Yes, my mother, who loved her ancestor’s hand-me-down treasures and loved to read and read and read and loved to cook intricate recipes from all over the world, cherished the nest that she had built for us, her baby birds, and she did her best to feather it with domesticity.  But she couldn’t help it, every morning, the cowlicks boinged back and the waves, the ones on her head, flew this way and that, and the spiders, they moved right in with us and the floor — how can you keep the sand and dirt from taking over?  And the rain, it pattered on the cottage roof and sometimes dripped through the cracks, and the rust from the well’s water left marks on our hand-woven placemats.  And the seaweed is perfect fertilizer for a domestic garden.  And the wee birds, her children, we were a little wild, too, with our dirty feet and pine pitch-stained knees.  And, most of the time, it was okay to have a mother who wasn’t as neat and tidy as the television mothers of the 1960’s, a mother who baked our bread from whole wheat flour and made the sourdough for pancakes and coated our chicken with her own wheat germ and brewer’s yeast version of Shake & Bake.  And we liked the sea moss pudding and the tiny periwinkles and the dandelion greens, and it was only occasionally that we cringed and ducked down in the back of the car, when she did things like pull over and scout the woods for wild asparagus, only occasionally did we wish for a more “normal” mother, the television-type of mother.

My mother was perfectly suited for her cottage home.  The sweet Maine cove provided a haven from the wildness of the sea, yet, it seeped, in too, the salt air and the sun and the sea breeze.  And, as she grew older and the cottage grew older, the boundaries between domestic and wild became even more blurry.  There were mice families living in the old bunkhouse where we used to sleep, and squirrels nesting on the roof and the walls were getting shakier.  And my mother, she lived long and well in this world of wild domesticity, and I, her daughter, savored my visits to her nest by the sea.  And yet, I couldn’t live like that, with the mice in the bunkhouse, and the walls of my home held together with spit and pine pitch, with water that makes my hair turn orange and a roof that doesn’t hold out the rain.  Sometimes, I’m shocked at myself, that I, the girl with the tough bare feet and a skill for hopping across rocks as though it’s no effort of all, I, who love the wildness of a storm and am not afraid to wander through the woods alone, have chosen for over thirty years to live in a suburban neighborhood, in a house that is tidy, with walls that are secure.  And yet, I. too, can’t keep out the wild.  And I don’t want to.  The deer wander into our yard and lick the seeds from our feeder.  Hawks swoop down from the maple and aim their vision on the bright yellow finches.  A pileated woodpecker pounds great holes in the rotting jack pine.  And the spiders, they move right in.  And sometimes I turn a blind eye to them and sometimes I carefully place them outside.  And dandelions, I eat them, and violet flowers, too, and almost every day, I find myself out in those woods that are wild, find myself in the presence of  bear scat and wolf tracks, find myself howling with those howling coyotes.

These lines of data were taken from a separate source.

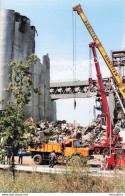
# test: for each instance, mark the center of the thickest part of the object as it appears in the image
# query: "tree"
(12, 129)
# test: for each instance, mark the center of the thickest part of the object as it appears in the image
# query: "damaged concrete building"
(17, 40)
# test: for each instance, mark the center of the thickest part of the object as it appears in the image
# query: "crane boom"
(102, 92)
(106, 58)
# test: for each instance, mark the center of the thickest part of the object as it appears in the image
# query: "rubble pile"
(92, 134)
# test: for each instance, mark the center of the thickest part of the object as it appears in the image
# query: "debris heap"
(92, 134)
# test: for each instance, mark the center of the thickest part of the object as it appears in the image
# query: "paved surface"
(88, 171)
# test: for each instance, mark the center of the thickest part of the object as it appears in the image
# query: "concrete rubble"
(92, 134)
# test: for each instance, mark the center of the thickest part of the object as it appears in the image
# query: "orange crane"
(111, 67)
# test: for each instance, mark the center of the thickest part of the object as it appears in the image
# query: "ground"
(27, 160)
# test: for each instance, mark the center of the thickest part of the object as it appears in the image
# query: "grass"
(73, 182)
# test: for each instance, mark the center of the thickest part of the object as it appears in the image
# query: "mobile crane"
(104, 145)
(118, 80)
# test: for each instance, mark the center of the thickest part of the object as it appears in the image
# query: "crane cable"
(74, 52)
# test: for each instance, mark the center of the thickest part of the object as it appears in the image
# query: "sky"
(53, 20)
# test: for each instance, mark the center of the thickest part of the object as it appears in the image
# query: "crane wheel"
(37, 159)
(105, 151)
(97, 150)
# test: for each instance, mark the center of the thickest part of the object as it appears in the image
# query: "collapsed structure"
(17, 40)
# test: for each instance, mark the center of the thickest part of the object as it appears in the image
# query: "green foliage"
(11, 119)
(60, 183)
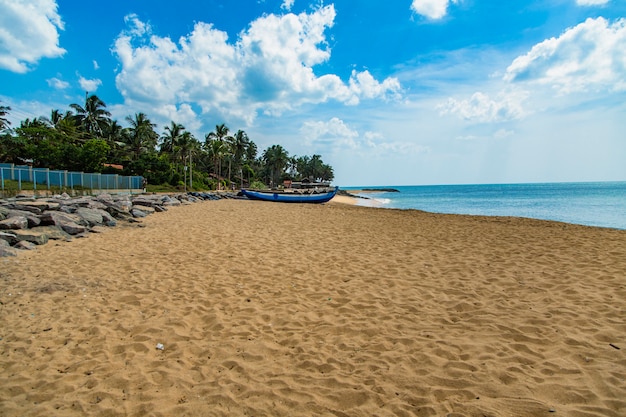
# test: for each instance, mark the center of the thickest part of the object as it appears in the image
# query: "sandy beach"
(264, 309)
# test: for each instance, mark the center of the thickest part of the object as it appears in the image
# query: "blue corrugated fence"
(44, 179)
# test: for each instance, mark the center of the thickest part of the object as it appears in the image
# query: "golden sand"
(335, 310)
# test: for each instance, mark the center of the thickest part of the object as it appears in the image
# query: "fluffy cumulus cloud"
(591, 2)
(480, 107)
(269, 68)
(29, 31)
(335, 135)
(432, 9)
(57, 83)
(287, 4)
(89, 85)
(587, 57)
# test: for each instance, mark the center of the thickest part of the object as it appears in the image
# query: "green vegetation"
(85, 138)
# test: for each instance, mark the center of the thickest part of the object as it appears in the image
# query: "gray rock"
(73, 228)
(97, 205)
(107, 219)
(91, 216)
(141, 207)
(53, 232)
(136, 213)
(168, 201)
(14, 223)
(57, 217)
(7, 237)
(24, 245)
(33, 219)
(7, 251)
(26, 207)
(29, 235)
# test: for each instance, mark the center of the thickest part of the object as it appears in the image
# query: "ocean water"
(600, 204)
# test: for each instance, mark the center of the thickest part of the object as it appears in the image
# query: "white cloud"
(432, 9)
(335, 136)
(503, 134)
(480, 107)
(57, 83)
(334, 133)
(587, 57)
(268, 69)
(89, 85)
(28, 32)
(287, 4)
(591, 2)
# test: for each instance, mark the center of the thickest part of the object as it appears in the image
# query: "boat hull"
(290, 197)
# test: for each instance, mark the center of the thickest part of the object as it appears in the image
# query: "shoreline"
(297, 310)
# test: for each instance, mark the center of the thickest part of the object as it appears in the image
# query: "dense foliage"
(85, 138)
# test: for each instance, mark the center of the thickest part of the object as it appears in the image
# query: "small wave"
(373, 202)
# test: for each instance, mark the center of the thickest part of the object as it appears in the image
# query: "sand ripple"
(266, 309)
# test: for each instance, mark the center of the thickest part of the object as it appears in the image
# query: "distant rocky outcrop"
(26, 221)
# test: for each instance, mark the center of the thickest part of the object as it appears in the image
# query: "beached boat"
(309, 196)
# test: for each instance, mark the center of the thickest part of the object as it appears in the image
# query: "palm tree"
(114, 137)
(217, 144)
(93, 117)
(275, 158)
(216, 149)
(239, 145)
(140, 137)
(4, 122)
(171, 136)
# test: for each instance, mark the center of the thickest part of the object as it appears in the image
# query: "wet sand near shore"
(296, 310)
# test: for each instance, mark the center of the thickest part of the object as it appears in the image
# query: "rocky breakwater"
(26, 222)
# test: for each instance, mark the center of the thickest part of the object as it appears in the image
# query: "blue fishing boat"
(308, 196)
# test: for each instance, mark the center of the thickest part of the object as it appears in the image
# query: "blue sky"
(401, 92)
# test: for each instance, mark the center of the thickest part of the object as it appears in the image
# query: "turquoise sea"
(600, 204)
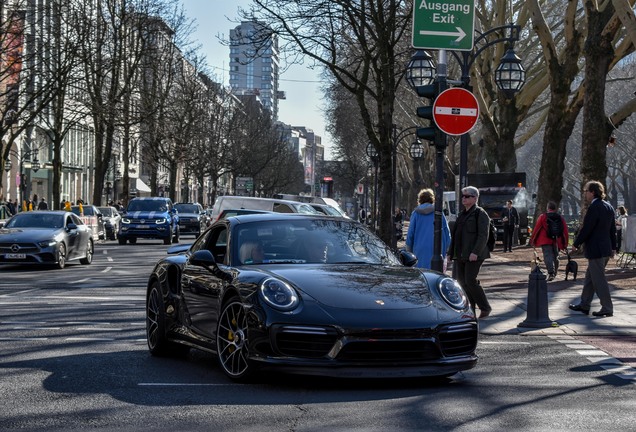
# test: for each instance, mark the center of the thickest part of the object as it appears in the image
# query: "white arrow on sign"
(459, 33)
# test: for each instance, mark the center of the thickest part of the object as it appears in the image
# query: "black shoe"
(603, 313)
(580, 308)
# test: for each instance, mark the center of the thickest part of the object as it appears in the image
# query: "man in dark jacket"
(469, 248)
(598, 233)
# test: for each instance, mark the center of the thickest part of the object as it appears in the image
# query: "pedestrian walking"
(43, 204)
(621, 223)
(510, 220)
(550, 233)
(468, 248)
(598, 234)
(420, 236)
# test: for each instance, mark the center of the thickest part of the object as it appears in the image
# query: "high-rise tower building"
(254, 64)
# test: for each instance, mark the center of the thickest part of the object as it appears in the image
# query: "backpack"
(555, 225)
(492, 234)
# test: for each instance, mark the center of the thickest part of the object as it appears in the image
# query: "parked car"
(235, 212)
(329, 210)
(254, 203)
(192, 219)
(92, 217)
(112, 220)
(311, 295)
(45, 237)
(149, 217)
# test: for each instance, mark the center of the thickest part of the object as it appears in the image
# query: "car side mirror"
(203, 258)
(407, 259)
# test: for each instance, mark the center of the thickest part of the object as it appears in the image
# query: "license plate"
(15, 256)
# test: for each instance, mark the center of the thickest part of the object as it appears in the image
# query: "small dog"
(571, 267)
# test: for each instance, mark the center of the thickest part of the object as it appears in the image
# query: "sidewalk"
(505, 279)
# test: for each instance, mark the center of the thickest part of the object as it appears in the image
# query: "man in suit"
(510, 219)
(598, 233)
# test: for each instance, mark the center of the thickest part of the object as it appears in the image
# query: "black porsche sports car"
(307, 294)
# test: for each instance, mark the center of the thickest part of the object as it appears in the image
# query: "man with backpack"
(551, 233)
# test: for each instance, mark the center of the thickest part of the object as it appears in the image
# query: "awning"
(141, 186)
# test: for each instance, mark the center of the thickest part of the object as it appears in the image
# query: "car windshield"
(36, 220)
(87, 210)
(106, 211)
(309, 241)
(186, 208)
(147, 205)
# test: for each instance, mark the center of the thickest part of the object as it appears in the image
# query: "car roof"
(274, 216)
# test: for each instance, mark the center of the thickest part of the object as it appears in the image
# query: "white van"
(268, 204)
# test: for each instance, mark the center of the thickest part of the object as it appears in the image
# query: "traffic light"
(431, 133)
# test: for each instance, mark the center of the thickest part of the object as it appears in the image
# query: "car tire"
(231, 342)
(158, 343)
(89, 253)
(168, 240)
(61, 256)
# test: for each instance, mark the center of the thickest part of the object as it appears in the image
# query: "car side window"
(282, 208)
(217, 244)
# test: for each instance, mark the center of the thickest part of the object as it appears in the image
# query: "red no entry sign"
(455, 111)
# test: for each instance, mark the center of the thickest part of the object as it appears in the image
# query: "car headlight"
(279, 294)
(452, 293)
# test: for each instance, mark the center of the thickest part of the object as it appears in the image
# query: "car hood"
(27, 234)
(360, 286)
(147, 215)
(189, 215)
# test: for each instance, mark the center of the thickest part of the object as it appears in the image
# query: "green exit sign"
(439, 24)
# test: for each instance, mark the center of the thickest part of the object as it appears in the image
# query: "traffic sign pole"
(440, 24)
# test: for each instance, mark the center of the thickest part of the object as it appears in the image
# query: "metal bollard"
(537, 307)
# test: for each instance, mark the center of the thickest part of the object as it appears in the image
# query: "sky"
(303, 106)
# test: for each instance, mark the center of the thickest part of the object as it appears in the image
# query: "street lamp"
(509, 76)
(375, 159)
(420, 71)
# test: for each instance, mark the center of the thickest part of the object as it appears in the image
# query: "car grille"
(458, 339)
(370, 346)
(24, 248)
(304, 341)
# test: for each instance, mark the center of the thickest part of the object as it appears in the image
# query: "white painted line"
(592, 353)
(503, 343)
(581, 346)
(604, 360)
(185, 385)
(80, 281)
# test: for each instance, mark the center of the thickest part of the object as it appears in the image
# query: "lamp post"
(116, 179)
(509, 76)
(375, 159)
(416, 151)
(25, 156)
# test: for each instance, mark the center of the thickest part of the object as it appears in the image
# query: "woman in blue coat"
(421, 234)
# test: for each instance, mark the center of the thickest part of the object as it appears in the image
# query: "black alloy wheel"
(158, 343)
(89, 253)
(61, 256)
(231, 341)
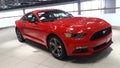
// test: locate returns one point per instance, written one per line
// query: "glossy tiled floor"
(14, 54)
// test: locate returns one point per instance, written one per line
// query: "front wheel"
(19, 35)
(56, 47)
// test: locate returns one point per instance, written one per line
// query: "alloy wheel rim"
(19, 35)
(56, 47)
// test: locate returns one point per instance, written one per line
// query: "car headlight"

I suppose it’s natural for we humans to build our nests.  Our furry and feathery friends build theirs as well.  But it’s in us, too, this call of the wild.  And so, as I lay in my bed, my king-sized blanketed bed, in my room painted the color of the sea, as I lay beside Cam last Wednesday evening, with the windows wide open, the peeper frogs sang their songs to us and a soft warm breeze blew in.  And I told him, as we snuggled under freshly-washed sheets that smelled like the Upper Peninsula air, of the meal that we, the foragers had created.  A wild meal of braised dandelion greens and violet leaves and fiddlehead ferns, thrown into a frittata made with eggs from a neighbor’s chickens.  And the flowers of the dandelion dipped into cornmeal and made into a blossoming fritter.  And a pesto of wild leeks and hickory nuts, and wild mushroom popovers.  It was a meal that my fellow forager mother would have loved.